Experten werten den Vorfall als strategische Wende. Statt großer Kraftwerke standen diesmal viele kleine, verteilte Energiequellen (Distributed Energy Resources, DER) im Fokus. Dies zeigt die gewachsene Angriffsfläche moderner, dezentraler Netze.
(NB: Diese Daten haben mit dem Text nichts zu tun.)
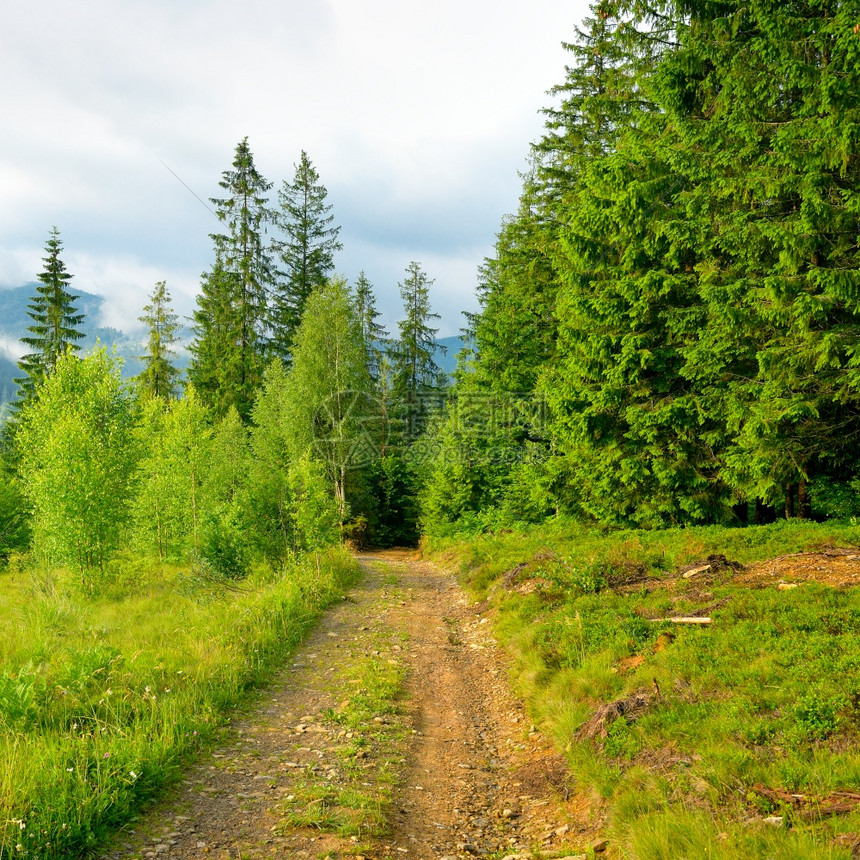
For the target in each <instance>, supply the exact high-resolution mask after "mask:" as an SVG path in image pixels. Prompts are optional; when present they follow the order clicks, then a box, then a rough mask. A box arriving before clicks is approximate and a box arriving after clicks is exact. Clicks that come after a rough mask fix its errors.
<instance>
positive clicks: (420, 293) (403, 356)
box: [392, 261, 445, 399]
mask: <svg viewBox="0 0 860 860" xmlns="http://www.w3.org/2000/svg"><path fill="white" fill-rule="evenodd" d="M432 285H433V279H432V278H429V277H428V276H427V273H426V272H425V271H424V270H423V269H422V268H421V264H420V263H416V262H414V261H413V262H411V263H410V264H409V265H408V266H407V268H406V277H405V278H404V279H403V281H401V283H400V284H399V287H400V298H401V299H402V300H403V312H404V315H405V316H404V318H403V319H402V320H401V321H400V322H399V323H398V324H397V327H398V329H399V335H400V336H399V337H398V339H397V342H396V343H395V345H394V347H393V350H392V358H393V361H394V367H395V371H394V374H395V375H394V388H395V391H396V392H397V393H398V394H399V395H400V396H401V397H403V398H405V399H413V398H415V397H416V396H418V395H420V394H422V393H425V392H433V391H438V390H439V389H440V388H442V387H443V386H444V384H445V374H444V373H443V372H442V370H441V368H440V367H439V365H438V364H436V354H437V351H439V350H442V351H443V352H444V347H440V346H439V345H438V344H437V343H436V334H437V333H438V331H439V330H438V329H436V328H433V326H432V324H431V323H432V321H433V320H438V319H439V314H435V313H433V312H432V310H431V308H430V287H431V286H432Z"/></svg>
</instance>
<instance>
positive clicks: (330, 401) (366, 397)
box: [285, 280, 372, 519]
mask: <svg viewBox="0 0 860 860" xmlns="http://www.w3.org/2000/svg"><path fill="white" fill-rule="evenodd" d="M369 393H370V377H369V374H368V371H367V364H366V351H365V345H364V342H363V340H362V337H361V324H360V321H359V319H358V318H357V316H356V312H355V306H354V304H353V302H352V300H351V297H350V294H349V290H348V288H347V285H346V283H345V282H344V281H342V280H335V281H331V282H330V283H327V284H325V285H323V286H322V287H320V288H318V289H316V290H315V291H314V292H312V293H311V294H310V295H309V296H308V299H307V304H306V307H305V313H304V316H303V317H302V324H301V326H300V327H299V330H298V332H297V333H296V338H295V345H294V347H293V360H292V367H291V369H290V372H289V375H288V377H287V379H286V392H285V398H286V414H285V418H286V420H287V422H288V436H287V438H289V439H290V440H291V445H292V451H293V456H294V457H295V458H298V457H300V456H303V455H305V454H311V455H312V456H313V457H314V458H316V459H319V460H320V462H321V463H323V464H324V466H325V469H326V472H327V474H328V476H329V480H330V481H331V484H332V486H333V488H334V497H335V500H336V501H337V503H338V506H339V509H340V511H341V518H342V519H345V517H346V511H347V498H346V474H347V471H348V469H349V468H350V467H351V465H353V464H355V463H356V462H361V461H362V459H363V451H364V446H366V445H367V444H372V442H371V440H369V439H368V434H367V430H366V426H365V419H366V417H367V414H368V408H369Z"/></svg>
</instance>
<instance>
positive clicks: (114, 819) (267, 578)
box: [0, 550, 357, 860]
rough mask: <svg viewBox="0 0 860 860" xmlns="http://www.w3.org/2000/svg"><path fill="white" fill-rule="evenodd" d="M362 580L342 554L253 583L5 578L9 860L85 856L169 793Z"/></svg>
mask: <svg viewBox="0 0 860 860" xmlns="http://www.w3.org/2000/svg"><path fill="white" fill-rule="evenodd" d="M356 577H357V565H356V563H355V562H354V560H353V559H352V558H350V557H349V556H348V555H347V554H346V553H345V552H343V551H341V550H331V551H328V552H327V553H325V554H324V555H323V556H322V557H321V558H319V557H318V558H317V559H315V560H313V561H311V560H308V562H307V563H303V564H296V565H294V566H293V567H290V568H288V569H286V570H285V571H283V572H279V573H278V574H277V575H276V574H275V573H274V572H272V571H271V570H268V571H267V570H262V569H261V570H259V571H257V572H256V573H255V574H253V575H252V576H251V577H249V578H248V579H246V580H244V581H243V582H242V583H241V585H232V584H230V583H222V584H219V583H218V582H217V581H216V580H214V579H212V578H207V579H205V580H204V579H200V578H199V577H197V576H195V575H189V574H188V573H187V571H185V570H184V569H178V568H171V567H160V566H158V565H155V564H146V563H144V562H142V561H141V560H135V561H126V562H125V563H119V564H117V565H116V566H115V567H114V569H112V570H109V571H107V573H106V574H105V576H104V580H103V581H102V582H99V583H96V584H95V588H93V587H92V584H91V585H90V587H89V589H88V592H87V594H85V595H84V594H82V593H81V591H80V586H79V585H78V580H77V579H76V578H75V577H73V576H71V575H70V574H69V573H68V572H66V571H53V570H46V571H41V570H27V569H25V568H22V567H21V566H20V565H17V564H14V563H13V564H12V565H10V568H9V571H8V572H6V573H5V574H0V617H2V618H3V637H2V639H0V860H6V858H11V857H32V858H36V857H38V858H40V860H50V858H55V857H70V856H79V855H81V854H83V853H85V852H86V851H88V850H90V849H92V848H94V847H95V846H97V845H98V844H99V843H100V841H101V840H102V839H104V838H105V836H106V835H107V834H108V833H109V832H110V831H111V830H112V829H114V828H116V827H117V826H119V825H121V824H123V823H124V822H126V821H128V820H129V819H130V818H131V817H132V816H133V815H134V814H135V812H136V810H137V809H138V808H139V807H140V806H141V805H142V804H143V803H145V802H146V801H147V800H149V799H151V798H153V797H154V796H155V795H156V794H157V793H158V792H159V791H161V790H162V789H163V788H164V787H165V786H166V785H168V784H170V783H172V782H174V781H175V780H176V779H177V778H178V776H179V774H180V771H181V768H182V766H183V764H184V762H185V761H186V760H187V759H188V757H189V756H190V755H192V754H193V753H194V752H195V750H196V749H197V748H198V747H200V746H201V745H203V744H206V743H208V742H210V741H211V740H212V739H213V738H214V737H215V736H216V734H217V732H218V730H219V727H220V726H222V725H223V724H224V722H225V720H226V719H227V717H226V715H227V713H228V711H229V710H230V709H231V708H232V707H233V706H235V705H236V704H238V703H239V702H240V701H241V699H242V698H243V696H244V695H245V694H246V693H247V691H249V690H250V689H251V688H253V687H255V686H257V685H259V684H261V683H264V682H265V681H266V680H267V679H268V678H269V677H270V675H271V673H272V671H273V670H274V669H275V668H277V667H278V666H279V665H280V664H281V663H282V661H283V660H284V659H285V657H286V656H287V655H288V654H290V653H291V651H292V650H293V649H294V647H295V646H296V645H297V644H298V642H299V641H300V640H301V639H302V637H303V635H304V633H305V632H306V631H307V629H308V628H309V626H310V625H311V624H312V623H313V622H314V620H315V619H316V618H317V617H318V616H319V614H320V612H321V611H322V610H323V609H324V608H325V607H326V606H327V605H329V604H330V603H331V602H332V601H334V600H336V599H338V598H339V597H340V596H341V595H342V594H343V593H344V589H345V588H346V587H347V586H348V585H349V584H351V583H352V582H353V581H354V580H355V578H356Z"/></svg>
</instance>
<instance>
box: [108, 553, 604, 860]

Der Zeitpunkt war perfide gewählt: Mitten in einer Kältewelle sollte der Leidensdruck für die Bevölkerung maximiert werden. Als Schlüsselverbündeter der Ukraine und logistisches Drehkreuz für westliche Hilfe ist Polen ein primäres Ziel für russische Cyberoperationen. Der Angriff fiel zudem auf den zehnten Jahrestag des „Sandworm“-Stromausfalls in der Ukraine – ein mögliches symbolisches Signal.

Konsequenzen: Polen verschärft Cybersicherheitsgesetze

Als Reaktion kündigte Premierminister Tusk ein neues „Gesetz über das Nationale Cybersicherheitssystem“ an. Es soll strengere Vorgaben für Risikomanagement, Systemschutz und Incident-Response für Betreiber kritischer Infrastrukturen bringen.

Der Vorfall ist eine eindringliche Warnung für Energieversorger weltweit. Die einfachsten Sicherheitsmaßnahmen – das Ändern von Standardpasswörtern und die Einführung einer Zwei-Faktor-Authentifizierung – bleiben oft das wirksamste Mittel gegen solche Angriffe. Die Untersuchungen in Polen dauern an.